Similarities between the two end up at "businesses write stuff off as costs of doing business instead of dealing with them up front". One can't just transfer moral judgment from one to the other.


I made no claim that there was any more link than dealing with it as a cost-benefit calculation instead of properly sorting the problem up front.

I was not implying any moral judgement transfer, only the similarity of bad results of failing to deal with issues up front.


Too bad the videos were staged. While not a great design, it was not the disaster you proport. 2 tv shows were found to have faked fires. Fake news is not new.


You are thinking of a different incident with their Trucks in the 2000s, not the Pinto issue from the 1970s/80s.

Failure to get accurate information before spouting off is apparently also not new.
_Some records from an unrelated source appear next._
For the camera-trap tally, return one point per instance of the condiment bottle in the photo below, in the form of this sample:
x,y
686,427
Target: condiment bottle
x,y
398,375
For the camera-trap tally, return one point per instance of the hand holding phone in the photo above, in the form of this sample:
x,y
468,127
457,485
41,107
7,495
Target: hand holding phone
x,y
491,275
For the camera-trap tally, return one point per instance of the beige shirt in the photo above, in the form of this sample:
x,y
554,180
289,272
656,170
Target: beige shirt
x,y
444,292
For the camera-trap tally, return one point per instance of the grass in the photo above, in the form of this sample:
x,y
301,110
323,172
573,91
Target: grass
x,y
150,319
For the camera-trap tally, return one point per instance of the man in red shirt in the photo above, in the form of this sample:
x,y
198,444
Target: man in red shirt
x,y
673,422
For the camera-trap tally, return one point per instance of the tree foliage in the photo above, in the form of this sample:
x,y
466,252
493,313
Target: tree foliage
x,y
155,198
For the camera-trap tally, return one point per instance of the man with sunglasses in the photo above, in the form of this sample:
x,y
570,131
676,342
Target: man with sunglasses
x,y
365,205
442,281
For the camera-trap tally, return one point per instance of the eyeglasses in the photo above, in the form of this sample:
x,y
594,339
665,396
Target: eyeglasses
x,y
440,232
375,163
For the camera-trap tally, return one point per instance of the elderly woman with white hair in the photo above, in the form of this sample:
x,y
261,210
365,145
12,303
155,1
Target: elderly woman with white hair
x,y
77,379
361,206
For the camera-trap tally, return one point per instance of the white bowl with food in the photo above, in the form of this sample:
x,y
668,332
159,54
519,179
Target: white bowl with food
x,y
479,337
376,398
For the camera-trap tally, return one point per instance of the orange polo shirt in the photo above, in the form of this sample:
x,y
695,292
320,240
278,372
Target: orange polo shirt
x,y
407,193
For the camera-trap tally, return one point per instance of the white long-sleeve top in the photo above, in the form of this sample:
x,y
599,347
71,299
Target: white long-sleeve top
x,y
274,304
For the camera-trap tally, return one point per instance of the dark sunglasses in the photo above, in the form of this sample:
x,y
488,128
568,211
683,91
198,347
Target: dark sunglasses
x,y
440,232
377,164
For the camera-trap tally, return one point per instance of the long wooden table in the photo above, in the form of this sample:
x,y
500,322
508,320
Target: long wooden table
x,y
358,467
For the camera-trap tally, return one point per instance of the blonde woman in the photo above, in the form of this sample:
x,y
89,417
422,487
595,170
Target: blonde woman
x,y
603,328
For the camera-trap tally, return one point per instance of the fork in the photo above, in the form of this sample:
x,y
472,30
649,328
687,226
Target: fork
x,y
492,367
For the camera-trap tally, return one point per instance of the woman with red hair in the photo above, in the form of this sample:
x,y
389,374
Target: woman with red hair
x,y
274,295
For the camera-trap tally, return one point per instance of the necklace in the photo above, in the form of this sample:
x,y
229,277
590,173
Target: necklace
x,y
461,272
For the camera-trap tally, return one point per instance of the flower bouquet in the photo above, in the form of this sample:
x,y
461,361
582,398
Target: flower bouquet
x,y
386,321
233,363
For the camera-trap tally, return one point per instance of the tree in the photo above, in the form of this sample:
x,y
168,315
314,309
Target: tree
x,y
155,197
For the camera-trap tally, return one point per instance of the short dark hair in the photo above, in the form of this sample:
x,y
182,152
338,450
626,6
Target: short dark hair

I am not taking sides, because today's Ford Co is not saddled with Henry Ford's controversies, and both MIT and Ford are large organizations. I don't know who is right, a jury might decide.

There is an interesting movie, "Flash of Genius," about Robert Kearns, an inventor and his interactions with Ford over the "delayed windshield wiper."

I won't reveal any details over the movie plot but there is a short scene where Kearns is lecturing his engineering students about engineering ethics, which reminds me of a documentary by PBS: "NOVA: Holocaust on Trial" (2000)

I cannot find this last movie anywhere, but <youtube> has it available. Should be mandatory viewing for engineers, but it is difficult to watch or listen to the details.


The delayed windshield wiper case is not cut and dry (no pun intended). With solid-state electronics (SSE), a delay circuit using capacitors is relatively easy to create. Patents are supposed to be "non-obvious". SSE's were relatively new in the early 60's, but once people got practical experience with them, a delay circuit is obvious to practitioner in that line of work, which in theory should make it non-patentable.

It's kind of like "doing X on the Web" patents where X itself is common and/or unpatentable. Adding web-ness shouldn't change the patentability of X, but for some odd reason it has. When new parts and tools come along, they make the mundane possibly seem innovative for a while until people or judges understand that the new tools are not magic.

The web-based-auction patents are an example. They simply automated manual auctions; any programmer/analyst with industry experience can do that. Running it in a browser didn't make it special, but that apparently bedazzled patent reviewers. (Copyrights can cover look and feel, but I'm talking about functionality.)

The patent office simply does not take seriously, "must be non-obvious to persons having ordinary skill in the art". If 90% of experienced programmer/analysts can code up a web auction system, it's not obvious.


MIT patented a method and device to make the most useless interior electronics package and noisy experience for passengers?


Just another patent troll, MIT isnt immune or righteous - look what they did to Aaron Schwartz.

The patent in question describes a two tank system with separate gasoline and ethanol. Afaik, Ford is not doing anything like that.